Belief in demons and possession by them is not something that is as prevalent as it was formerly. Just this morning I was reading a story from the Mirror of Perfection which involved such possessions which tells us that for the people of the Mediterranean world, demonic possession was held quite readily. Today we tend to look many such cases as different forms of mental illness. However, whether we look upon it as a type of mental illness or a genuine possession by evil itself, it is a reality that is ever present in the Gospels.
It helps if consider how closely related are the issues of possession and obsession.

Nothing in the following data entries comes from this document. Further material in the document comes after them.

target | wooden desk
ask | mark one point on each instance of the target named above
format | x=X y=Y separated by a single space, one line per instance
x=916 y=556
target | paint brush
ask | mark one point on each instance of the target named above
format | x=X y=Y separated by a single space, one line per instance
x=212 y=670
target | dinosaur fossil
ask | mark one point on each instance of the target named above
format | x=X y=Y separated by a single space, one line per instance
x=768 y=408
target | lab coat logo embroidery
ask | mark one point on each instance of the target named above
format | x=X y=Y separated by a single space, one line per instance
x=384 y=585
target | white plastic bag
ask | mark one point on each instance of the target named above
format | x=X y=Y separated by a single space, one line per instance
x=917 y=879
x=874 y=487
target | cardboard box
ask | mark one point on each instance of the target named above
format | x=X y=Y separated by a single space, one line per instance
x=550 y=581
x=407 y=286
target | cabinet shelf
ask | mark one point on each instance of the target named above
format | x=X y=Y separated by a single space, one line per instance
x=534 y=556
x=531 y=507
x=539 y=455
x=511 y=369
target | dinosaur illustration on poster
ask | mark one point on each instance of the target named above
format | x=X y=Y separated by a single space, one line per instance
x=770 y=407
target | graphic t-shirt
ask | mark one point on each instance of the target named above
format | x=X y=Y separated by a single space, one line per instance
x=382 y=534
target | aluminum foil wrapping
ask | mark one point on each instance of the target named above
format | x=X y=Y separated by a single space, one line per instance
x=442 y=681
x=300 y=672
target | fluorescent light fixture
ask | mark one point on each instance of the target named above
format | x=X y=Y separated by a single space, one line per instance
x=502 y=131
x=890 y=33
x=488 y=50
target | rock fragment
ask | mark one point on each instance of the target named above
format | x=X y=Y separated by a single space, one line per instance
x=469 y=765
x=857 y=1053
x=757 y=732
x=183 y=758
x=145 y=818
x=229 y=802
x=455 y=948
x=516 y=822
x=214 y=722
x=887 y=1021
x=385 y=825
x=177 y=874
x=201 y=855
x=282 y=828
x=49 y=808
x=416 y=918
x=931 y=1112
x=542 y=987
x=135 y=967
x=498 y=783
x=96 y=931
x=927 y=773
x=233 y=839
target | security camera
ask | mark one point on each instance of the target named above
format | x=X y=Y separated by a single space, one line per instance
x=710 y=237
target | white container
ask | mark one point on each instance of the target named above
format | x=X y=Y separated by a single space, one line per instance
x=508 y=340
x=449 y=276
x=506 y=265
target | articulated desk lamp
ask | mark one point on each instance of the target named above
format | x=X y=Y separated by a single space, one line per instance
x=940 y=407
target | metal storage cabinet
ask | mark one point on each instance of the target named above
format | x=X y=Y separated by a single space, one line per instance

Alcohol, the drive for career success, the desire for power, maintaining good looks or health, both legal and illegal drugs, sex, social media, video games, television, exercise, and eating are all obsessions that we can readily identify in our modern world.
The common thread that lies throughout these obsessions and demons is that God has provided us with a good thing that we somehow corrupt through our unnatural attachment. Career success is a good thing, but in perspective. So too with good health, alcohol, sex, pharmaceuticals, and so on. All are neutral, and are good if they lead us closer to God, and bad (thus the demonization) if they don’t. We can put them to good use and enjoy them within moderation. Or we can overuse them, and thus become possessed by, dependent on, or addicted to them. Even people can present themselves as disordered if they pull us away from God.
Jesus’ argument or reasoning clarifies how the people of first century Israel thought about demons. On a ranking of the creatures God had created, demons are second only to angels. Human beings and then animal life fill the third and fourth ranks. So the crowd responds to Jesus’ power by saying that he must be one of the demons in order to have power over them. Jesus points out that other people of that time have demonstrated the same power. So he reminds them that there is a thread of unity that ties all of creation together. It is only when we try to disrupt that unity that chaos ensues.
God has given us the ability to thwart obsession or possession. That ability is part of our relationship with Jesus. If we remain in union with him, we can overcome anything. We might not have the strength necessary, but Jesus certainly does.